BEIJING, Sept 18 (Reuters) - Chinese AI developer

DeepSeek said it spent $294,000 on training its R1 model, much

lower than figures reported for U.S. rivals, in a paper that is

likely to reignite debate over Beijing's place in the race to

develop artificial intelligence.

The rare update from the Hangzhou-based company - the first

estimate it has released of R1's training costs - appeared in a

peer-reviewed article in the academic journal Nature published

on Wednesday.

DeepSeek's release of what it said were lower-cost AI

systems in January prompted global investors to dump tech stocks

as they worried the new models could threaten the dominance of

AI leaders including Nvidia ( NVDA ).

Since then, the company and founder Liang Wenfeng have

largely disappeared from public view, apart from pushing out a

few new product updates.

The Nature article, which listed Liang as one of the

co-authors, said DeepSeek's reasoning-focused R1 model cost

$294,000 to train and used 512 Nvidia H800 chips. A previous

version of the article published in January did not contain this

information.

Training costs for the large-language models powering AI

chatbots refer to the expenses incurred from running a cluster

of powerful chips for weeks or months to process vast amounts of

text and code.

Sam Altman, CEO of U.S. AI giant OpenAI, said in 2023 that

the training of foundational models had cost "much more" than

$100 million - though his company has not given detailed figures

for any of its releases.

Some of DeepSeek's statements about its development costs

and the technology it used have been questioned by U.S.

companies and officials.

The H800 chips it mentioned were designed by Nvidia ( NVDA ) for the

Chinese market after the U.S. in October 2022 made it illegal

for the company to export its more powerful H100 and A100 AI

chips to China.

U.S. officials told Reuters in June that DeepSeek has access

to "large volumes" of H100 chips that were procured after U.S.

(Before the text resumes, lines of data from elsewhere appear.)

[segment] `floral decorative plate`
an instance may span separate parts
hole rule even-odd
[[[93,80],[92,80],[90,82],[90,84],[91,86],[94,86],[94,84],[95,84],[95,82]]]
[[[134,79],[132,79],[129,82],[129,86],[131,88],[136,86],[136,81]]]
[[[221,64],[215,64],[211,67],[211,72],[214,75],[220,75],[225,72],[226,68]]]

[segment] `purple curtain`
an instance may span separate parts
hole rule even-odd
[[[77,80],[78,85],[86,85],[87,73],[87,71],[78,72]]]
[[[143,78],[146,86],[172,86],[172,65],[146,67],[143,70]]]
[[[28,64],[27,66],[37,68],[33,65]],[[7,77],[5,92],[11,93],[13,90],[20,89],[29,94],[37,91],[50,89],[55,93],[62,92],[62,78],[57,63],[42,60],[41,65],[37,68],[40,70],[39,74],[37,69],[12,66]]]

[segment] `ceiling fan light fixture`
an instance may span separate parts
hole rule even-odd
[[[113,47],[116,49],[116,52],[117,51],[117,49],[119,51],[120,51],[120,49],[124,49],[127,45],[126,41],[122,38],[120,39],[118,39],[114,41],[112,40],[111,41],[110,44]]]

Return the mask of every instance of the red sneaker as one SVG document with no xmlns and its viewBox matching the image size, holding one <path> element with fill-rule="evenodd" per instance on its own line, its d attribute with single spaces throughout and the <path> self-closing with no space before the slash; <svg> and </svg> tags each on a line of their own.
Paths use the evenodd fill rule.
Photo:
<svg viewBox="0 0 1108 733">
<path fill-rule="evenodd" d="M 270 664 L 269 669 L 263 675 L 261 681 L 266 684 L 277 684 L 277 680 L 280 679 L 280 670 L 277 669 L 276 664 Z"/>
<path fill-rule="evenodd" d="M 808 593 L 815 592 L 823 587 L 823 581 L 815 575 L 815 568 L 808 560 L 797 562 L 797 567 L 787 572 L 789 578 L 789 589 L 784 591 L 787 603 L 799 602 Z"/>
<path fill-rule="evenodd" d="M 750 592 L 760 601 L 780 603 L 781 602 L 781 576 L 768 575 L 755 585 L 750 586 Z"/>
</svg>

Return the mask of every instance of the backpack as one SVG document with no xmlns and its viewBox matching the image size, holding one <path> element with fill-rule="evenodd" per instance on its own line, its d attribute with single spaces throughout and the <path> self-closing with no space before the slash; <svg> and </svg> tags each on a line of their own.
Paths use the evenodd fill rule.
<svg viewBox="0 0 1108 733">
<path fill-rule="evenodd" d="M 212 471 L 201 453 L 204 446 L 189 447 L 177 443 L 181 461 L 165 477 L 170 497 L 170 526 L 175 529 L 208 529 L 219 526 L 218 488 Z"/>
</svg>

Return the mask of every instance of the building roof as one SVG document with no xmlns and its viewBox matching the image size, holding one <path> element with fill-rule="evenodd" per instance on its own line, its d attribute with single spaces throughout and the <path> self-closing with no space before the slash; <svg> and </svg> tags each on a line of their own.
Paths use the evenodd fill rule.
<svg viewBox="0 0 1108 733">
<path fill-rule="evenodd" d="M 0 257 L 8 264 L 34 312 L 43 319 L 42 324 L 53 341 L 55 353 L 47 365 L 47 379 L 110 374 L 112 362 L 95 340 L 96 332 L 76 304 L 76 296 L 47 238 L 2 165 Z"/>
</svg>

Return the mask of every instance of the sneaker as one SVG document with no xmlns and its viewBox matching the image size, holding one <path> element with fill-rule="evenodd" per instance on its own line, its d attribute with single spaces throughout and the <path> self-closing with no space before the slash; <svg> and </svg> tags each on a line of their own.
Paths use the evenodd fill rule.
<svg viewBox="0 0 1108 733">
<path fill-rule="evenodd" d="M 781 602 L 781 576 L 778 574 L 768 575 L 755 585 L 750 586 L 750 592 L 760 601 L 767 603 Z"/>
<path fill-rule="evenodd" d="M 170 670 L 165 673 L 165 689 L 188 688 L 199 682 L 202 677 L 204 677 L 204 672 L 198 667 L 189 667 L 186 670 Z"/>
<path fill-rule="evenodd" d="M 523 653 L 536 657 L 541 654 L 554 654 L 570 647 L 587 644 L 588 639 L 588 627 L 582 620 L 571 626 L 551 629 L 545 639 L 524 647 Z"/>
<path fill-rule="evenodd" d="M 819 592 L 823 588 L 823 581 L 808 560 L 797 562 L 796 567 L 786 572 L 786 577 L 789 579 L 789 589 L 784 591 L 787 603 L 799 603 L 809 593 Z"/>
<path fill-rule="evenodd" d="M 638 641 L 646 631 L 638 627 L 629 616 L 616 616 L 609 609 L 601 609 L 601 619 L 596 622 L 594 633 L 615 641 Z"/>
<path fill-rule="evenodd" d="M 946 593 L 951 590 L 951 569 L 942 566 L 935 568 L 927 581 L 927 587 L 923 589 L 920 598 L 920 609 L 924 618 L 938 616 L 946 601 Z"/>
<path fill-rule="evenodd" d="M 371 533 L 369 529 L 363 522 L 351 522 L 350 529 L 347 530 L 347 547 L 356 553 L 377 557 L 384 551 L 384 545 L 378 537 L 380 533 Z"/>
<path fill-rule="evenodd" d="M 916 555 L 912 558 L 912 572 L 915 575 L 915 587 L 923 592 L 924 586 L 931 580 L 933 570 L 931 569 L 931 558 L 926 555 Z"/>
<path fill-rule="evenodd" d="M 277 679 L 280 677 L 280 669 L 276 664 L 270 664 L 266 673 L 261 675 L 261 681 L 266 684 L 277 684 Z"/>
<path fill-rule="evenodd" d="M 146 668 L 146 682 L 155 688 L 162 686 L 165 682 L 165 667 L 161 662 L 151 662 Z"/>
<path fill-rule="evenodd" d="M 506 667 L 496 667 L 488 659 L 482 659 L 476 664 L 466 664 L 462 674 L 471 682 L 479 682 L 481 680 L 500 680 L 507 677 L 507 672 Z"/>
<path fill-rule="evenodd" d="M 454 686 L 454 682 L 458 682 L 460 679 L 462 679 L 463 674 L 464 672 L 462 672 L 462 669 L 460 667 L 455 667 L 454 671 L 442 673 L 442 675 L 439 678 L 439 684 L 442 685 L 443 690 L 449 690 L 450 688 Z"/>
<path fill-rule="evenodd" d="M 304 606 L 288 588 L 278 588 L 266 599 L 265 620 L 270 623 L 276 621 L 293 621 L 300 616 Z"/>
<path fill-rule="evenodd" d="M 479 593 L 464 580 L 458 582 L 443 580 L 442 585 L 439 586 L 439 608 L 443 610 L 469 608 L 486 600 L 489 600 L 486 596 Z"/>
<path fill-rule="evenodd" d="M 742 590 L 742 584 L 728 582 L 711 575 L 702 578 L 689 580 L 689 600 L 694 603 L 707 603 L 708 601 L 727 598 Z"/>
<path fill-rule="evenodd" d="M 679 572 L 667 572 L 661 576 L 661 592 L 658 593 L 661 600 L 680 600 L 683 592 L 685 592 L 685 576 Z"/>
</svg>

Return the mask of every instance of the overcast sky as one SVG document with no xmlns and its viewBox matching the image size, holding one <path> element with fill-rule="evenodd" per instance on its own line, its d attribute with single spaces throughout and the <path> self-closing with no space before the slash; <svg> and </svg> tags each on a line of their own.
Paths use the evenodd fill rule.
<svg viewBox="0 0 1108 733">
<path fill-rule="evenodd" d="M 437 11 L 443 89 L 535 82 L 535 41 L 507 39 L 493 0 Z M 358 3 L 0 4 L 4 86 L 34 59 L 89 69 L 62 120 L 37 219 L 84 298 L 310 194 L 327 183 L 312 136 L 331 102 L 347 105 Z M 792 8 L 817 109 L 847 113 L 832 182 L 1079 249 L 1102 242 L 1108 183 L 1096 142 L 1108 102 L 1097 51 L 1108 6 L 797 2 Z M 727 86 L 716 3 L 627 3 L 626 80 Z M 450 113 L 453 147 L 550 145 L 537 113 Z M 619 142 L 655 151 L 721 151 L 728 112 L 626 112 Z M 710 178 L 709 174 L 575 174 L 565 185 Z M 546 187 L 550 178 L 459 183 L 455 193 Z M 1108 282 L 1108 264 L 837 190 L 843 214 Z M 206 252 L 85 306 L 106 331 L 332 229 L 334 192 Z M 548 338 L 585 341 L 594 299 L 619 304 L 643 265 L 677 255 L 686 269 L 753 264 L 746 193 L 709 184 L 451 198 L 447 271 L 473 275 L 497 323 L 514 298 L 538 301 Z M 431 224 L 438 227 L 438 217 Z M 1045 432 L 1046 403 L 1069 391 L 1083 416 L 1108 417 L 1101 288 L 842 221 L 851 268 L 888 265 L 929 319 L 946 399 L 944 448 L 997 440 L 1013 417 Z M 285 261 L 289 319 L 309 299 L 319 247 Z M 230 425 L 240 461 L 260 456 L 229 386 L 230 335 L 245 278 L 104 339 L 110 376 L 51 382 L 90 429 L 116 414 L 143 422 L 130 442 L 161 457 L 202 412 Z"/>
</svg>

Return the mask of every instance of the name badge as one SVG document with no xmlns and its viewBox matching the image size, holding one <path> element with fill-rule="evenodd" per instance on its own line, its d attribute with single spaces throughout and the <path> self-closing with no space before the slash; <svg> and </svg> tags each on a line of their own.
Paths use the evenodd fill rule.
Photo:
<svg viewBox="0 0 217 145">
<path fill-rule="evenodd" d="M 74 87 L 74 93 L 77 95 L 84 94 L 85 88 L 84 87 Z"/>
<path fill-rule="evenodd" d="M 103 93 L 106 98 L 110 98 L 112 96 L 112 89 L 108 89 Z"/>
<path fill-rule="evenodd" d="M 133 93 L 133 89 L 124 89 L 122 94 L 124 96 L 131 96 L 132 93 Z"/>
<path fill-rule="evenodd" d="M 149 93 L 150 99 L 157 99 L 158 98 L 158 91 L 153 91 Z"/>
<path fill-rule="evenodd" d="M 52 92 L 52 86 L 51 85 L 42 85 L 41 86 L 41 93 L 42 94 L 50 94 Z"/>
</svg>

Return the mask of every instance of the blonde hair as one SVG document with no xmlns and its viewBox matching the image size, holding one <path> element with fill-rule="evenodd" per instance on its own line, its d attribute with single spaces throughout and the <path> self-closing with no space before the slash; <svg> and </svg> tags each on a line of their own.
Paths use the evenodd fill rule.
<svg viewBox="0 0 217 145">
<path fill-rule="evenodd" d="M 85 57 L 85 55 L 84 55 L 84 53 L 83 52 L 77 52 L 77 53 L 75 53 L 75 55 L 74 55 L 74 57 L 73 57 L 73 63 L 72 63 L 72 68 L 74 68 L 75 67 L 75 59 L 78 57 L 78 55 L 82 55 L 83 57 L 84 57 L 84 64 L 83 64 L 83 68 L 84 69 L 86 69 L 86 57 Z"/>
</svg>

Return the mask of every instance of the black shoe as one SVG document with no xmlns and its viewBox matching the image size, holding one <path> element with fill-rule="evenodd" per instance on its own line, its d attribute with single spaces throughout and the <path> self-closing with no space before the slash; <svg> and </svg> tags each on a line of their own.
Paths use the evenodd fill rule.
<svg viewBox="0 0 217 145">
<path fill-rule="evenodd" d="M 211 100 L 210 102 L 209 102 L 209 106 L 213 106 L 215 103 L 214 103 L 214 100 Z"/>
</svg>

export controls were implemented. Nvidia ( NVDA ) told Reuters at the

time that DeepSeek has used lawfully acquired H800 chips, not

H100s.

In a supplementary information document accompanying the

Nature article, the company acknowledged for the first time it

does own A100 chips and said it had used them in preparatory

stages of development.

"Regarding our research on DeepSeek-R1, we utilized the A100

GPUs to prepare for the experiments with a smaller model," the

researchers wrote. After this initial phase, R1 was trained for

a total of 80 hours on the 512 chip cluster of H800 chips, they

added.

Reuters has previously reported that one reason DeepSeek was

able to attract the brightest minds in China was because it was

one of the few domestic companies to operate an A100

supercomputing cluster.

MODEL DISTILLATION

DeepSeek also responded for the first time, though not

directly, to assertions from a top White House adviser and other

U.S. AI figures in January that it had deliberately "distilled"

OpenAI's models into its own.

DeepSeek has consistently defended distillation as

yielding better model performance while being far cheaper to

train and run, enabling broader access to AI-powered

technologies due to such models' energy-intensive resource

demands.

The term refers to a technique whereby one AI system

learns from another AI system, allowing the newer model to reap

the benefits of the investments of time and computing power that

went into building the earlier model, but without the associated

costs.

DeepSeek said in January that it had used Meta's open-source

Llama AI model for some distilled versions of its own models.

DeepSeek said in Nature that training data for its V3 model

relied on crawled web pages that contained a "significant number

of OpenAI-model-generated answers, which may lead the base model

to acquire knowledge from other powerful models indirectly".

But it said this was not intentional but rather

incidental.

OpenAI did not respond immediately to a request for comment.